Sampler: So Wonderful As Want by Joyce DeBacco
January 14, 2020
Caleb Pirtle III
Plenty of colorful characters, seething drama, small-town politics, and a masterful plotline.
She wanted the world. All he wanted was her.
Set among the natural beauty of Southwest Florida before and during the land boom of the twenties, Dinah’s childhood dream of leaving her small riverfront town seems doomed until she meets charming Tyler, an ambitious land developer who’s interested in more than just her land.
Zach also has a dream. He wants to be his own man, go his own way. But when tragedy strikes Dinah’s family, his soft heart won’t allow him to walk away.
Her dream within reach, Dinah must now choose between the man who can make her dream come true or the man who’s been there for every joy, every sorrow in her life.
Sampler: So Wonderful as Want
Dinah spent her last week in Caloosa straightening the house, washing linens in the new wringer washer Zach gave her on her birthday, and making sure the pantry was stocked with canned goods.
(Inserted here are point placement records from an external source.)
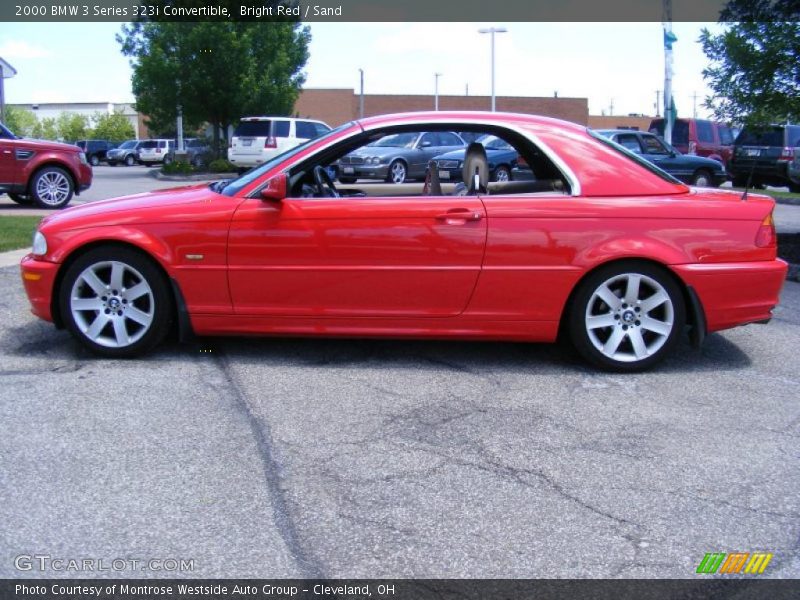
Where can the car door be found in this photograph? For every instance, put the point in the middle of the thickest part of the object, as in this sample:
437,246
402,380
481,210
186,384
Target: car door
358,256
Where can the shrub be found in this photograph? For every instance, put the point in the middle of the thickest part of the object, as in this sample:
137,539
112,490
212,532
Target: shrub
221,165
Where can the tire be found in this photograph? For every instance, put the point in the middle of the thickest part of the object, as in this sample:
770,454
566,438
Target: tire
398,172
613,334
115,302
703,178
52,187
23,199
502,173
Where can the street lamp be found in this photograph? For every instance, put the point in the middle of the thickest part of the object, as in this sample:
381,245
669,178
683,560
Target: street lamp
492,31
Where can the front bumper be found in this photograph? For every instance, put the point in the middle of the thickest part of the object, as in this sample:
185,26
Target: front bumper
734,294
38,277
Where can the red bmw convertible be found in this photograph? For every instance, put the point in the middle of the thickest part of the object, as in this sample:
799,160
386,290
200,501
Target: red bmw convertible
596,244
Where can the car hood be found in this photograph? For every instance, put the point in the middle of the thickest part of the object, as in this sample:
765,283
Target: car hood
187,203
48,145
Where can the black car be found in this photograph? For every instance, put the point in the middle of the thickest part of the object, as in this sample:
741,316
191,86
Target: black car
95,150
694,170
768,156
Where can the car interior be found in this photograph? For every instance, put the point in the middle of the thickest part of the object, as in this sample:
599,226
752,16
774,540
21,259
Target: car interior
536,173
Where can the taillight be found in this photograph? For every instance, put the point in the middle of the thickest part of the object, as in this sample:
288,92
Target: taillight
766,238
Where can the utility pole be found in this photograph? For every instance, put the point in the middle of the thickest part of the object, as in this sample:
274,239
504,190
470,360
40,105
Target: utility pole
492,31
361,96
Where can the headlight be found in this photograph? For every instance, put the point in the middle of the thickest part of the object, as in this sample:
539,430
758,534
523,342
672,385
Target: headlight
39,244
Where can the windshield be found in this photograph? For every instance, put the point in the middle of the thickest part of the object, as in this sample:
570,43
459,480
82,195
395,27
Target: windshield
398,140
634,157
233,186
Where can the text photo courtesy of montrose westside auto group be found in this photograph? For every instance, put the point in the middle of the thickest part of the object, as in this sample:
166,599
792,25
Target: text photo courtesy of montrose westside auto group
370,300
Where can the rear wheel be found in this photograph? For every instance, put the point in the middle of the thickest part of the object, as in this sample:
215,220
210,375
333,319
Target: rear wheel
627,316
23,199
52,187
115,302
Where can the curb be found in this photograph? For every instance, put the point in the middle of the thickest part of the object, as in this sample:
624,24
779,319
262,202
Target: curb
157,174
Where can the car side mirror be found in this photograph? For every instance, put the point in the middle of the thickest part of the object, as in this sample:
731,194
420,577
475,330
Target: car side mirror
276,189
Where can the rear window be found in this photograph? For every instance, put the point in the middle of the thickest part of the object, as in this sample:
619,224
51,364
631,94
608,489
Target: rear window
253,129
773,137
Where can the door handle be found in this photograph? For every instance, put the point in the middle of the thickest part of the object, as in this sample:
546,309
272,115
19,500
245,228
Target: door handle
460,215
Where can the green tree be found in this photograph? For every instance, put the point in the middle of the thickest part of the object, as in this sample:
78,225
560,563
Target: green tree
216,71
20,121
114,127
72,126
754,70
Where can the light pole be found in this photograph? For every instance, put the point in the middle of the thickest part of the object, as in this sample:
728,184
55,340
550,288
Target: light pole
492,31
361,96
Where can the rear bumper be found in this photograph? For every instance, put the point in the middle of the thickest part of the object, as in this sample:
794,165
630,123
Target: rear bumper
734,294
39,278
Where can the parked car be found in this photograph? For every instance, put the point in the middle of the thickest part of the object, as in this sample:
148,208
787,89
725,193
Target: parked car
257,139
124,154
695,170
614,253
501,155
46,174
151,152
767,157
398,157
699,136
95,150
198,152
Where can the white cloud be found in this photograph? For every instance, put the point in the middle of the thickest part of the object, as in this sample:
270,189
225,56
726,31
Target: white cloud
20,49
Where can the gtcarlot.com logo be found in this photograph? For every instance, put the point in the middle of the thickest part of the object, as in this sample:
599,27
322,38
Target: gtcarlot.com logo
734,563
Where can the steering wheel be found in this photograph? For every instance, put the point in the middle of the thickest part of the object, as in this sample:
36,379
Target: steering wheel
324,183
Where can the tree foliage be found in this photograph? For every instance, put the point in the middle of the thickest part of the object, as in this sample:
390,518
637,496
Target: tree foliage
216,71
114,127
754,65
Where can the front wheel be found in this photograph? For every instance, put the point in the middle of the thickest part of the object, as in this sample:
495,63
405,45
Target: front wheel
627,316
23,199
115,302
52,187
397,172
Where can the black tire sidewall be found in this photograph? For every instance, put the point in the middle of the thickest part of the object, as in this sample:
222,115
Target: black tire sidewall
39,175
162,298
577,310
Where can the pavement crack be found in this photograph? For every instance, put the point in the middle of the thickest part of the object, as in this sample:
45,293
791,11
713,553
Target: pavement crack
262,434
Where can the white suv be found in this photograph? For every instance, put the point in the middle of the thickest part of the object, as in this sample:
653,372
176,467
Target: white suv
257,139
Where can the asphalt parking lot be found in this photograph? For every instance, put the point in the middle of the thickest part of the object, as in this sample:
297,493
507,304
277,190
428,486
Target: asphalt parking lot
374,458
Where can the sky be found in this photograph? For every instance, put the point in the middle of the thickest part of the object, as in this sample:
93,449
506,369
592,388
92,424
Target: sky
619,63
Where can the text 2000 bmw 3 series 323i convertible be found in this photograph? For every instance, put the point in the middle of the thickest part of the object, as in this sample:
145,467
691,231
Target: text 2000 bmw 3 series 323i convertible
593,242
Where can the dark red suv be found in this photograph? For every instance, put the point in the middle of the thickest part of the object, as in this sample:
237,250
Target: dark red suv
700,137
43,173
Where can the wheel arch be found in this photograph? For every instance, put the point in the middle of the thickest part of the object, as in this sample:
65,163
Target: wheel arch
695,313
179,305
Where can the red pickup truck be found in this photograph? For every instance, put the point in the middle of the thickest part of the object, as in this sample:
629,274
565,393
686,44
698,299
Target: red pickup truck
39,172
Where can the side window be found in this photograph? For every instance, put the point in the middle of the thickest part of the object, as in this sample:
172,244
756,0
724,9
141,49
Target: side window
305,130
725,136
652,145
448,139
705,132
280,128
629,141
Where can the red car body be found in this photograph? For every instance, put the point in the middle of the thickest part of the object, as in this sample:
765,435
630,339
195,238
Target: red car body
487,266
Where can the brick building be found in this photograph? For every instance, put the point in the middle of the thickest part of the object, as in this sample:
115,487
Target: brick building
336,106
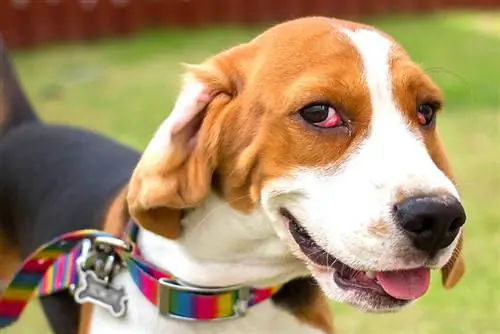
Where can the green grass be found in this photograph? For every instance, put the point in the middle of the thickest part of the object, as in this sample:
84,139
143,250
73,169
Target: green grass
126,87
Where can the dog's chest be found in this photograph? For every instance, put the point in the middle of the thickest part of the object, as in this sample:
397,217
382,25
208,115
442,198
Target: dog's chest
143,317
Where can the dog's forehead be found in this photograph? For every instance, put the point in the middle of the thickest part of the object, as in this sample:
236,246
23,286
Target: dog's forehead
312,35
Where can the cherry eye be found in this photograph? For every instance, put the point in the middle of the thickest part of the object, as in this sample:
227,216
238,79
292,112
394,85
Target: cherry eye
321,115
425,113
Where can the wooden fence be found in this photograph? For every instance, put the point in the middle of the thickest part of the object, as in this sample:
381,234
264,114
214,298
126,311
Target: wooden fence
26,23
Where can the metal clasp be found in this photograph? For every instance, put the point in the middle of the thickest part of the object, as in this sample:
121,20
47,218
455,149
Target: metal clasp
97,265
167,285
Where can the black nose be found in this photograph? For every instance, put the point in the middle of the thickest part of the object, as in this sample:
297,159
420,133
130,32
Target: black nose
431,222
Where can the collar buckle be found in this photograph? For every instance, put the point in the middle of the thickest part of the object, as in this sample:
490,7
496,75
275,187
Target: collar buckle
165,285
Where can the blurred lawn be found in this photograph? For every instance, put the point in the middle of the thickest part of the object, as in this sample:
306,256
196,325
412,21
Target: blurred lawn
125,88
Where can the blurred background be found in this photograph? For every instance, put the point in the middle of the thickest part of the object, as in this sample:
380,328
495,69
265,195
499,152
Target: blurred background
113,66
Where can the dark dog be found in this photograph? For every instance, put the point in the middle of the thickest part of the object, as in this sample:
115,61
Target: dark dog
57,179
53,179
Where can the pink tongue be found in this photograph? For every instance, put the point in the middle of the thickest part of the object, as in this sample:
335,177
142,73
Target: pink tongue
405,284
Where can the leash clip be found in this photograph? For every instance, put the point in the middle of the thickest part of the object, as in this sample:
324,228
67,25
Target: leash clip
97,265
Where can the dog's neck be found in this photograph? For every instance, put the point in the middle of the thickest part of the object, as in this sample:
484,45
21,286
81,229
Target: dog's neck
222,247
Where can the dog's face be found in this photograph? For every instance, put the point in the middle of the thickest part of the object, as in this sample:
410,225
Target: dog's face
330,129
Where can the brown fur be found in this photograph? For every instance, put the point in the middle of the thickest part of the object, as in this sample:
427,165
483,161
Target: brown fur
259,95
411,87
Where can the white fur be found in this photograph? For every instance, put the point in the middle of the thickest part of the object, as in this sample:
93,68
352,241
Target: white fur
220,247
337,204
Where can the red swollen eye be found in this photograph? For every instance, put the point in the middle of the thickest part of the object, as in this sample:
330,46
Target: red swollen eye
425,113
321,115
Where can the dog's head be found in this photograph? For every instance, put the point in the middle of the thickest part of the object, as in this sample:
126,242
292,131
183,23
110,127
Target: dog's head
329,128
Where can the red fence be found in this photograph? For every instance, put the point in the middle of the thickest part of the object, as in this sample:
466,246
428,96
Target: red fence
25,23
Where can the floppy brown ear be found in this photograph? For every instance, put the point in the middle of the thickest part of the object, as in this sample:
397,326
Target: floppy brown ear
175,171
454,270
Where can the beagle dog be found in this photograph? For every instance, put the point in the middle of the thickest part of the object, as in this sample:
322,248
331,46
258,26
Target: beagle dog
306,158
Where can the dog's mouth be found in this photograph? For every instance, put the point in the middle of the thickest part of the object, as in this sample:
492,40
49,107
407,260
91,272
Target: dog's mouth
397,287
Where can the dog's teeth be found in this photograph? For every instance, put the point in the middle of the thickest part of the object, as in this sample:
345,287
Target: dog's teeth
370,274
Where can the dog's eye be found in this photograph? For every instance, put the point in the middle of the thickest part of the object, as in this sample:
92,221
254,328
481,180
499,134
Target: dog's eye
321,115
426,113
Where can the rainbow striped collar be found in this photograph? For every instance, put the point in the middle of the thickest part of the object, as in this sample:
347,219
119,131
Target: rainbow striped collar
53,267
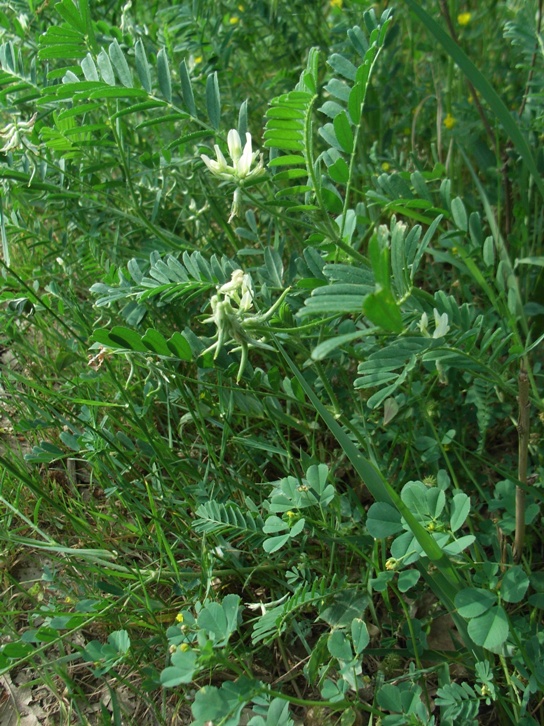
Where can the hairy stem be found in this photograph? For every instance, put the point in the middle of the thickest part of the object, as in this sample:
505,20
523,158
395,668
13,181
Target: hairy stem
523,448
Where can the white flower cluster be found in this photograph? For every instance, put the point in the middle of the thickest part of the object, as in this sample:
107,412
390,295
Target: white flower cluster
15,134
231,316
240,170
441,324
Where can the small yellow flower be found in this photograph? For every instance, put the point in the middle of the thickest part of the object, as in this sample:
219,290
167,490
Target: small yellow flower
464,18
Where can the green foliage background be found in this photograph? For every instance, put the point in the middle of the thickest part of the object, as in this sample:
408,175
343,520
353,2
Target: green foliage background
273,439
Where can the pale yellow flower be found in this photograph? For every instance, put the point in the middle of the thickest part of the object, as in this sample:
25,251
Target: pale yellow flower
464,18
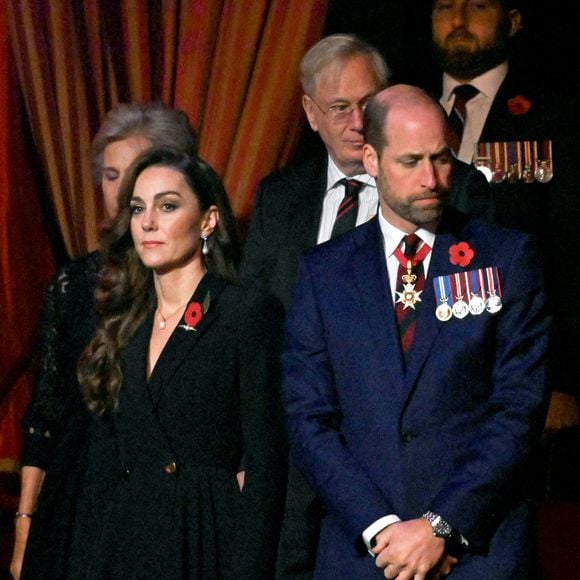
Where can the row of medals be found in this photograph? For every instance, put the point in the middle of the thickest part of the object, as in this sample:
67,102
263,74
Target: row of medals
526,161
476,305
460,308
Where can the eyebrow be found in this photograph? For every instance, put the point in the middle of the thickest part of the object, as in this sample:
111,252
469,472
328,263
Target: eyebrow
158,195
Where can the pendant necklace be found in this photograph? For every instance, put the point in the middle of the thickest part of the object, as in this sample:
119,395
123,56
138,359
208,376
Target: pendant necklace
164,319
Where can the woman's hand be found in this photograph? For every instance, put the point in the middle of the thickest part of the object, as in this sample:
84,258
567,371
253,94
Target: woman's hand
22,526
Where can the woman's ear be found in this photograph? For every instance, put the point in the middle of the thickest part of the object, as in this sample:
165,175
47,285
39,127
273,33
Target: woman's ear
210,221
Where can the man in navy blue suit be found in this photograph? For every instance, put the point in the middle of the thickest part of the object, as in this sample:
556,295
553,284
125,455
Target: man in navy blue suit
414,371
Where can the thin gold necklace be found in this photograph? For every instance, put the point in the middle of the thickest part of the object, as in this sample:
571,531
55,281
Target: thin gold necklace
164,319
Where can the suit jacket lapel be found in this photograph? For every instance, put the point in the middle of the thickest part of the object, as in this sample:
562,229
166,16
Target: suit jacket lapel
372,280
182,341
303,232
428,326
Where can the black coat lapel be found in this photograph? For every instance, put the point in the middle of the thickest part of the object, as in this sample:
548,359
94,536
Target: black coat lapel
183,339
303,232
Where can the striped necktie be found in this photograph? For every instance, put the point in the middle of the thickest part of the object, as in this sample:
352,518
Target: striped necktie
348,209
410,284
458,115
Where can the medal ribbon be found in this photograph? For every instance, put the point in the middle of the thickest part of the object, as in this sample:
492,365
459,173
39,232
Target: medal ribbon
457,287
493,284
442,289
418,257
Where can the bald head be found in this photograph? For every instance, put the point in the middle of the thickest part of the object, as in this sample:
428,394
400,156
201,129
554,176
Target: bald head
392,102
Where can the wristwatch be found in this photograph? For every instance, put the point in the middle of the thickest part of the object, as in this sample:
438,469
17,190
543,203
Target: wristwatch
456,544
441,528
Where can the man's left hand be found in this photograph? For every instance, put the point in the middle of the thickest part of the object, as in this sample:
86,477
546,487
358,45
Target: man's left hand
407,550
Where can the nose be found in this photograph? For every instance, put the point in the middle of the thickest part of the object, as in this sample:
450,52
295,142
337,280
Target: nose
458,16
430,177
356,118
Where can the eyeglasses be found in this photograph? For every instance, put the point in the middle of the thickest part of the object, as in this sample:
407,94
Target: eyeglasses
341,113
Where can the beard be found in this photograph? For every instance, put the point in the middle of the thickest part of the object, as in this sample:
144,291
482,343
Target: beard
461,62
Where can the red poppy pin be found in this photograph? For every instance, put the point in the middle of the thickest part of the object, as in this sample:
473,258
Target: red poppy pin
461,254
194,313
519,105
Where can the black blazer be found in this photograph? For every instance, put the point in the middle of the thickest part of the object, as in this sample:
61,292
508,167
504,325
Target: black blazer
158,495
550,211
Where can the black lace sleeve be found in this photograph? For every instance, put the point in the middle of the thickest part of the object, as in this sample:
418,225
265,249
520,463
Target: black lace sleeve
67,324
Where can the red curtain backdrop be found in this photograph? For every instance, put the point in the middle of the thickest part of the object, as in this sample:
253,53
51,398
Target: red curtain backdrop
231,65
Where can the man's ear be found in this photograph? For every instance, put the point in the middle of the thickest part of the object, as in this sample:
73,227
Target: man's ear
515,21
370,160
309,107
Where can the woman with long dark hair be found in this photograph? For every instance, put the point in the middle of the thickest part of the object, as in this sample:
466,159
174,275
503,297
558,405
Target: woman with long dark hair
185,467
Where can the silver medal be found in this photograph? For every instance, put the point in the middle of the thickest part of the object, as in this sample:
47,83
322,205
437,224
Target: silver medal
443,312
460,309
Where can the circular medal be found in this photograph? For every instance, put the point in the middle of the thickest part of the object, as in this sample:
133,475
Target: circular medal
486,171
476,305
493,304
443,312
460,309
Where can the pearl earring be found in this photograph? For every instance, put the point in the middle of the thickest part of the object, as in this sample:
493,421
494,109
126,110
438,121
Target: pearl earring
205,246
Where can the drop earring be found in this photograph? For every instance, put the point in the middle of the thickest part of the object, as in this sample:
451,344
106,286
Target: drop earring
205,246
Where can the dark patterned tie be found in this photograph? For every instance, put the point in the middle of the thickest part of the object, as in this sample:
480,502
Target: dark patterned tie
348,209
458,115
408,291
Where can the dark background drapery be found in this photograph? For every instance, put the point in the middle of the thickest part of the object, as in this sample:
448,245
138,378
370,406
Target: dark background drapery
232,66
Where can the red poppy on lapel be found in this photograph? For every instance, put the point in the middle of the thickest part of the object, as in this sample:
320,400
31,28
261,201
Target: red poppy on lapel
194,313
519,105
192,316
461,254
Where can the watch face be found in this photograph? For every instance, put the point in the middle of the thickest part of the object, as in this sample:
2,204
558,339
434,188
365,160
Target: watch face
442,529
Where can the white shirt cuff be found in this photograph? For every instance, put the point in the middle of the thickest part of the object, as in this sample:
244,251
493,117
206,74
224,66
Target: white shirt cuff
375,528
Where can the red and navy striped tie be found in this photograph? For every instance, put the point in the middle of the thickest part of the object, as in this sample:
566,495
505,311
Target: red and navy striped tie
406,315
348,209
458,115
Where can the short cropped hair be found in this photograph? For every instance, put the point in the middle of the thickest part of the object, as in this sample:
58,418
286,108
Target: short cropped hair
335,49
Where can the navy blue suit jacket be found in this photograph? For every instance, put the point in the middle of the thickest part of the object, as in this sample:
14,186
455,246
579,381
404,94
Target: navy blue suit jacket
452,433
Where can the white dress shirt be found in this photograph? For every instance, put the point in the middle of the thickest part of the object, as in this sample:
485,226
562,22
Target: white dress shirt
368,200
393,238
477,108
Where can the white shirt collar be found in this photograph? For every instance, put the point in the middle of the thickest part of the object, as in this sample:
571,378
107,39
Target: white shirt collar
487,84
334,174
393,235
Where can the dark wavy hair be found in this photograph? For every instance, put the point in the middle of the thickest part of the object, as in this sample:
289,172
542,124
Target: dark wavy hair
125,291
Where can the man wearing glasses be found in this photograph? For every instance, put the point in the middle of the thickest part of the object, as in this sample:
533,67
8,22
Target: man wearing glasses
297,208
307,204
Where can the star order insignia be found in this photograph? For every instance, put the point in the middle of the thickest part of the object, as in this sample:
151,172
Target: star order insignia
409,296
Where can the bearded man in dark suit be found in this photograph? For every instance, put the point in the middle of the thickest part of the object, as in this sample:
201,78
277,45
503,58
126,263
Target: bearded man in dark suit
522,133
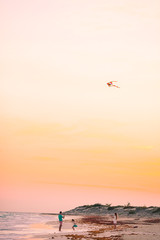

Torn between her feelings for Zach and her growing feelings for Tyler, she agonized over her decision. She didn’t want to hurt Zach, but she knew she would. And it all could’ve been avoided. Had he not been so good and decent, he would’ve gone off to school, earned his degree, and become the professional man he was meant to be. Instead, he took on responsibilities that weren’t his.
Now he was using the children to isolate her in Caloosa, knowing how much she always wanted to live in town. If he hadn’t been so stubborn, she could’ve sold her property, they all could’ve moved into town, and that would’ve been the end of her involvement with Tyler.
By Thursday evening the house was spotless and Dinah was edgy, wanting to pack but fearful of discovery. She didn’t plan on taking much—the children’s favorite toys and a few personal possessions. Tyler promised to replace everything else.
That night, too keyed up to sleep, she looked back on her years with Zach, sorry for every gibe, every snippy remark she’d ever thrown at him. It had never been her intention to leave him, only Caloosa. But he gave her no choice, and she wouldn’t let sentiment or guilt hold her back any longer.
She glanced at his shadowy profile next to her, not surprised to find his eyes open. In recent weeks, his wakefulness often extended into the wee hours of the morning. She knew this because she, too, had spent many hours awake.
Suddenly, quite unexpectedly, she felt a great wealth of feeling for the man whose only offense was loving her. Feigning sleep, she rolled toward him. Her breast brushed his arm, and he moved away. Her bare leg touched his, and he stiffened. She flung her arm across his chest, and seconds later, he covered it with his. Not wanting to, she knew, but compelled to.
“Are you sleeping?” he whispered.
She hesitated before answering. “No.”
He pulled away. “Then don’t.” His tone was a warning as well as a plea.
Needing to settle a vague disquietude within, she reached out again. Again he turned her away. She urged his cheek to the pillow and touched her lips to his. He inhaled sharply but didn’t return the kiss. She kissed him again, harder, her body tingling with a strange excitement. And though he tried to resist, tried to push out of her embrace, in the end he surrendered, abandoning pride with a long, low moan.
* * *
Waking early, Dinah gazed at the sleeping man beside her, so like their son she almost brushed his tousled hair from his forehead to leave a kiss. Realizing such a gesture would only mock the genuine love he felt for her, she rose and went about her morning routine, thinking at every step that this was the last time she’d fix coffee in this house, the last time she’d set this table, feed this dog.
After breakfast, Zach kissed the children goodbye, looked questioningly at her then left a light kiss on her cheek as well. And as he walked to the door, she silently counted his steps. Five. Five steps and he was gone.
She heard his car start, stall, start again. She heard the clunk as it shifted gears, the chugging as it picked up speed. Then she heard only the sound of her own rapid breathing.
Confused by the dull ache in her chest, she stood rooted to the floor. Then, with his kiss still warm upon her cheek, she went to her room to pack. Her eyes fell upon the family portrait beside their bed. Picking it up, she lightly caressed his smiling face. Then she tucked the photo in her bag, safely cushioned between her periwinkle blue scarf and lacy camisole, both bittersweet reminders of their life together.
The sudden crunch of gravel in the yard added an extra beat to her heart. “Dinah, are you ready?” Tyler called through the screen.
She cleared her throat. “Yes. Come in.” She knocked on the children’s door. “Emily, Quinn, come here please.”
The children, puzzled by Tyler’s presence, asked if they were going to the beach again. Dinah instructed them to get in his car and she’d explain later. She took one last look around—from the freshly papered shelves lined with canned goods and jellies to the chipped porcelain table where she cut out the twins’ first birthday outfits; from the modern bathroom Zach installed for her to the many small, whittled creatures that always needed dusting. Then she closed the door on all of it.